Last year in a landmark decision, the Supreme Court ruled that pharmaceutical “reverse payment” settlements in Hatch-Waxman Act “Paragraph 4” patent litigation are subject to challenge, departing from the rule that most Circuits had adopted. FTC v. Actavis, 133 S.Ct. 2223 (2013). In these cases, patent owners are compelled to bring patent infringement actions against generic drug makers who file a notice with the FDA indicating their view that any existing patents protecting the branded drug are invalid. Branded and generic litigants sometimes resolve these cases through a settlement that involves a “reverse payment” from the branded company patent holder to the generic manufacturer, together with timed negotiated entry, allowing the generic drug maker to begin selling the generic product before the patent expires. In some cases the reverse payment settlement can also include an acknowledgement that the patent is valid and performance of marketing or distribution services by the generic drug maker. Much has been written about all this. Cases have been decided for years about all this. And yet, it feels the story is only now beginning.
Specifically, in Actavis, five Supreme Court justices subjugated patent law to the antitrust laws, following years of vigorous attempts by the Federal Trade Commission to create a Circuit split in rulings on reverse payments. Most Circuit Courts held that reverse payment settlements within the scope and realm of the patent are lawful. One did not, and the Supreme Court changed the landscape, holding that reverse payment settlements are not immune from antitrust scrutiny and must be analyzed under an antitrust rule of reason. In theme, acknowledging some contrary economic literature, the Supreme Court questioned the motivation behind these payments and alluded to the strong potential for anticompetitive effects.
Notably three Justices disagreed with the five-person majority in a dissent the Chief Justice authored. That dissent admonished that “[t]he majority’s rule will discourage settlement of patent litigation. Simply put, there would be no incentive to settle if, immediately after settling, the parties would have to litigate the same issue—the question of the patent validity—as part of a defense against an antitrust suit.” Id. At 2243. Chief Justice Roberts, for the dissent, also wished “[g]ood luck to the district courts that must, when faced with a patent settlement, weigh the likely anticompetitive effects, redeeming virtues, market power, and potentially offsetting legal considerations present in the circumstances.” Id. at 2245.
Among the first to try their luck was the Eastern District of Pennsylvania, an important district in the mix given the number of pharmaceutical cases that circle through its dockets. The case, FTC v. Cephalon, Inc., E.D. Pa. (July 29, 2014), may be as important for its ancillary holdings as its ultimate holding—that a firm which has engaged in fraud on the patent office cannot stand on its patent to defend reverse payment antitrust claims. That proposition, in line with the Actavis Dissent’s reasoning, is not necessarily remarkable in that it fits a long line of cases holding that patents procured by fraud are no defense to antitrust misconduct.
To get there, however, the district court rejected FTC arguments that themselves show the agency’s vigor to push the boundaries of Actavis. The FTC argued “that a patent’s strength or weakness is irrelevant to antitrust analysis of a reverse payment settlement.” Id. That argument appears inconsistent with the Actavis opinion where the Court held that the litigants could proffer procompetitive justifications for the settlement. The strength or weakness of the patent would appear to play a compelling role in that story. The Eastern District of Pennsylvania went out of its way to “doubt” the FTC’s position.
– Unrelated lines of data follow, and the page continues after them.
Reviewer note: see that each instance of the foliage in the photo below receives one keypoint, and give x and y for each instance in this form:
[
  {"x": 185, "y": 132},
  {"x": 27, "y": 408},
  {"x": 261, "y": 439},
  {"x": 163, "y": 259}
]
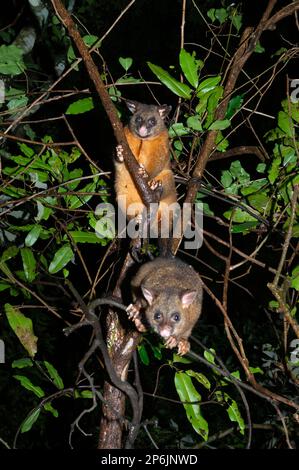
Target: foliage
[{"x": 52, "y": 232}]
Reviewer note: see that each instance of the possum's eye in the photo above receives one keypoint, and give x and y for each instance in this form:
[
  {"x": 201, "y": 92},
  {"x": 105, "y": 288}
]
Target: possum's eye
[
  {"x": 157, "y": 315},
  {"x": 152, "y": 121},
  {"x": 176, "y": 317}
]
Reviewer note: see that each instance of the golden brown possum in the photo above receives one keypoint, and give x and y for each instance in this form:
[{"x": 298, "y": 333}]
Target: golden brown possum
[
  {"x": 169, "y": 292},
  {"x": 148, "y": 140}
]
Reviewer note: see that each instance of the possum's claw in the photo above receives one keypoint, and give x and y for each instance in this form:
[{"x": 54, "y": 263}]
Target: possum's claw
[
  {"x": 133, "y": 311},
  {"x": 134, "y": 314},
  {"x": 171, "y": 342},
  {"x": 120, "y": 153},
  {"x": 142, "y": 171},
  {"x": 155, "y": 184},
  {"x": 183, "y": 347}
]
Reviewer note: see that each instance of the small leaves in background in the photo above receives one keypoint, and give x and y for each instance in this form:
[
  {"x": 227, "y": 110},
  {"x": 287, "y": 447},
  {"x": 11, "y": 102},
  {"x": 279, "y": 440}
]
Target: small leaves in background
[
  {"x": 143, "y": 354},
  {"x": 30, "y": 420},
  {"x": 22, "y": 327},
  {"x": 11, "y": 60},
  {"x": 29, "y": 264},
  {"x": 26, "y": 383},
  {"x": 33, "y": 235},
  {"x": 22, "y": 363},
  {"x": 61, "y": 258},
  {"x": 80, "y": 106},
  {"x": 178, "y": 88},
  {"x": 188, "y": 393},
  {"x": 190, "y": 67},
  {"x": 125, "y": 62},
  {"x": 57, "y": 380}
]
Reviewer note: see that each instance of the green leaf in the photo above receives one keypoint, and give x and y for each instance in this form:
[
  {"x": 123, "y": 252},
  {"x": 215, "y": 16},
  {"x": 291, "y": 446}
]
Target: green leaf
[
  {"x": 9, "y": 253},
  {"x": 57, "y": 380},
  {"x": 232, "y": 410},
  {"x": 11, "y": 60},
  {"x": 234, "y": 104},
  {"x": 201, "y": 378},
  {"x": 21, "y": 363},
  {"x": 295, "y": 278},
  {"x": 29, "y": 264},
  {"x": 187, "y": 392},
  {"x": 254, "y": 186},
  {"x": 22, "y": 327},
  {"x": 259, "y": 201},
  {"x": 239, "y": 216},
  {"x": 156, "y": 351},
  {"x": 244, "y": 228},
  {"x": 26, "y": 383},
  {"x": 79, "y": 236},
  {"x": 220, "y": 125},
  {"x": 274, "y": 170},
  {"x": 51, "y": 409},
  {"x": 61, "y": 258},
  {"x": 74, "y": 202},
  {"x": 226, "y": 179},
  {"x": 211, "y": 14},
  {"x": 256, "y": 370},
  {"x": 4, "y": 286},
  {"x": 210, "y": 355},
  {"x": 178, "y": 88},
  {"x": 207, "y": 85},
  {"x": 261, "y": 167},
  {"x": 143, "y": 354},
  {"x": 125, "y": 62},
  {"x": 33, "y": 235},
  {"x": 180, "y": 359},
  {"x": 16, "y": 103},
  {"x": 86, "y": 394},
  {"x": 190, "y": 67},
  {"x": 29, "y": 422},
  {"x": 90, "y": 40},
  {"x": 285, "y": 123},
  {"x": 237, "y": 21},
  {"x": 238, "y": 172},
  {"x": 178, "y": 130},
  {"x": 259, "y": 48},
  {"x": 80, "y": 106},
  {"x": 221, "y": 15},
  {"x": 194, "y": 123}
]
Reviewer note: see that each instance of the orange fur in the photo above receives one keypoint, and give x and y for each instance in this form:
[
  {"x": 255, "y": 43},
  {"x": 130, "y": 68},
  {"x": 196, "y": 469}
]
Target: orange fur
[{"x": 153, "y": 154}]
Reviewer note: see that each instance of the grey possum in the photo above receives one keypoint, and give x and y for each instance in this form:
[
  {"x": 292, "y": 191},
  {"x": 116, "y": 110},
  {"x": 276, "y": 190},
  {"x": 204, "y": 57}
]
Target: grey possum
[{"x": 169, "y": 293}]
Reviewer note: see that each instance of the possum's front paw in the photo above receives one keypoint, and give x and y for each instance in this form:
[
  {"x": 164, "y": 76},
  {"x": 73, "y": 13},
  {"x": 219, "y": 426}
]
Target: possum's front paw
[
  {"x": 142, "y": 171},
  {"x": 133, "y": 312},
  {"x": 155, "y": 184},
  {"x": 119, "y": 153},
  {"x": 171, "y": 342},
  {"x": 183, "y": 347}
]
The FTC’s argument itself, however, can be expected to resurface, as the agency has demonstrated a strong (and ultimately successful) propensity to repeat its positions in reverse payment cases in the face of adverse court rulings.
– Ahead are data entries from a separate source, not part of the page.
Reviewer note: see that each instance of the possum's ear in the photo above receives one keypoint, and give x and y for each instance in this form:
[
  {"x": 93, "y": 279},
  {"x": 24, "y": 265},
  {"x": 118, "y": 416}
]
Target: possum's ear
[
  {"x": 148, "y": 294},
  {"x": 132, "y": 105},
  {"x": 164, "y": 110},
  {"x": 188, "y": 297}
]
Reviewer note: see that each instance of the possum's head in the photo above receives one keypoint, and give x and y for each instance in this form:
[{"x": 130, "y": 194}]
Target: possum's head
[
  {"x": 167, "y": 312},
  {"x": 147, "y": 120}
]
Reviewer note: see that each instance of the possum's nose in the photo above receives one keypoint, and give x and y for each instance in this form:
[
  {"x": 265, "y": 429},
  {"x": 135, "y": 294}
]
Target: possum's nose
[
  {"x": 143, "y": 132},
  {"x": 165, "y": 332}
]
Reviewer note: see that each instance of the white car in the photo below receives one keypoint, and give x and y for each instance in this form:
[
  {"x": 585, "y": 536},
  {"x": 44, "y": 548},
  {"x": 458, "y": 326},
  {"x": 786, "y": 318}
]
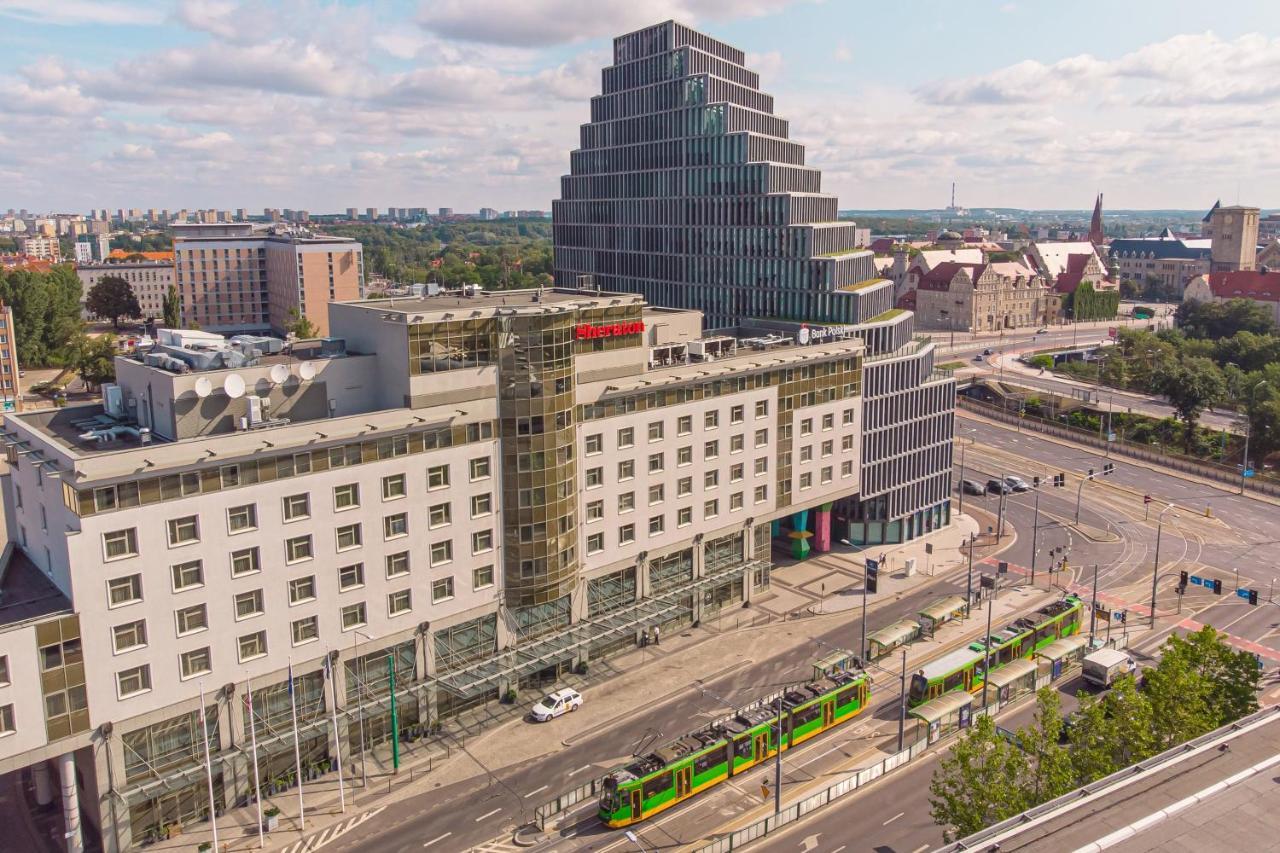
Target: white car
[{"x": 557, "y": 703}]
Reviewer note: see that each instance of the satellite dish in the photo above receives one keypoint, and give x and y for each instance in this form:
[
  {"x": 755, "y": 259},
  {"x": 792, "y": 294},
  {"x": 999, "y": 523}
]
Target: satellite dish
[{"x": 234, "y": 386}]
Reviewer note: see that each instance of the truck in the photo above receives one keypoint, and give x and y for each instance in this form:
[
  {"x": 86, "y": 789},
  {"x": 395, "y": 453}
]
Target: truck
[{"x": 1104, "y": 666}]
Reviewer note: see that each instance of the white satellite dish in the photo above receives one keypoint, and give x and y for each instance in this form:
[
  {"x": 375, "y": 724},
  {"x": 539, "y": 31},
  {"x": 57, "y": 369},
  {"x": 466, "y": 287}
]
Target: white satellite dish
[{"x": 234, "y": 386}]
Also important, the district court accepted Cephalon’s argument that the reasonableness of the settlement should be determined at the time it was made, not after a subsequent finding of invalidity. More specifically, Cephalon argued that litigation uncertainty is relevant to the antitrust analysis of a reverse payment, and that reasonableness under the antitrust laws should be assessed at the time of the agreement. The district court agreed that Cephalon’s argument had merit. But in the case at hand, the court held that Cephalon had committed fraud to procure the patent, superseding any ability to proffer a procompetitive justification based on litigation risk regarding a patent it knew was invalid. Put in terms consistent with the simple approach of the Actavis dissent and the long line of prior cases outlined, actions to enforce or reach restrictive settlements regarding a patent procured by fraud are beyond the scope of the patent.
In sum, the Cephalon decision feels more a fit with the Actavis dissent than the majority opinion. The district court’s decision can be viewed in line with the dissent’s simple test articulated in prior case law as easily as any new antitrust rule of reason approach. Also as the dissent presaged, the antitrust questions regarding the reverse payment settlement followed an adjudication that the patent had been procured by fraud, indicating for future cases the likelihood that defending the antitrust implications of a reverse payment settlement could require the very adjudication of the patent the parties attempted to settle, discouraging settlements. The initial tally just might be Supreme Court dissent 1, majority 0, for those counting.